Jul 282010
 

Heute  wollte in Stuttgart der Gemeinderat über die geplante Waffenbesitzabgabe abstimmen. Im Vorfeld wurden alle Gemeinderäte über die Tragweite ihres Tuns informiert, auch wurde ihnen das Gegengutachten des Professor Dr.
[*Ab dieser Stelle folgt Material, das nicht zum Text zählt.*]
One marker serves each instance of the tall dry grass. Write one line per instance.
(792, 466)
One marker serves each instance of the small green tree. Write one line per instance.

Johannes Dietlein zur Verfügung gestellt. Dieses kommt zu folgendem Schluß:

  1. Die von einzelnen Kommunen angedachte Erhebung einer Waffenbesitzsteuer in der Gestalt einer kommunalen Aufwandsteuer ist unzulässig.
  2. Anknüpfungspunkt einer kommunalen Aufwandsteuer können allein private (Konsum-) Aufwendungen sein, die zur Aufrechterhaltung eines rechtlichen oder tatsächlichen „Zustandes“ getätigt werden und hierbei über die Befriedigung des allgemeinen Lebensbedarfs hinausgehen.
  3. Aus dem bloßen Waffenbesitz kann auch im Wege der typisierenden Betrach-tung nicht auf einen Konsumaufwand für die Aufrechterhaltung dieses recht-lichen und tatsächlichen Zustandes gefolgert werden.
  4. Mit dem Wesen der Aufwandsteuer unvereinbar wäre es, die Besteuerung an den (einmaligen) Akt des rechtsgeschäftlichen Erwerbs einer Waffe anzuknüpfen, selbst wenn hierbei ein finanzieller Aufwand getätigt wird.
  5. Erst recht kann eine unmittelbar aus dem Waffenbesitz resultierende wirtschaftliche Potenz des Eigentümers nicht Besteuerungsobjekt einer kommunalen Aufwandsteuer sein.
  6. Angesichts der grundsätzlichen Offenheit des Waffengesetzes hinsichtlich des Ortes einer sicheren Verwahrung kann der erforderliche „örtliche“ Bezug einer Aufwandsteuer für ortsansässige Waffenbesitzer nicht unterstellt werden.
  7. Es bestehen erhebliche Bedenken, ob der kommunale Lenkungszweck einer pauschalen Reduktion des privaten Waffenbesitzes mit den differenzierenden waffengesetzlichen Regelungen zur Anerkennung legitimer Erwerbs- und Besitzinteressen einzelner Gruppen von Waffenbesitzern vereinbar ist.
  8. Es ist nicht ersichtlich, wie die mit der Erhebung einer Waffensteuer einhergehenden Verwaltungskosten durch die Erträge einer auf den Waffenbesitz zu begrenzenden Aufwandsteuer gedeckt werden sollten.
  9. Soweit die Kommunen mit der „Waffensteuer“ das Ziel verfolgen, die Waffen-besitzer an den Kosten verdachtsunabhängiger Kontrolle zu beteiligen, handelt es sich hierbei in Wahrheit um eine in jeder Hinsicht unzulässige Sonderabgabe mit Finanzierungsfunktion.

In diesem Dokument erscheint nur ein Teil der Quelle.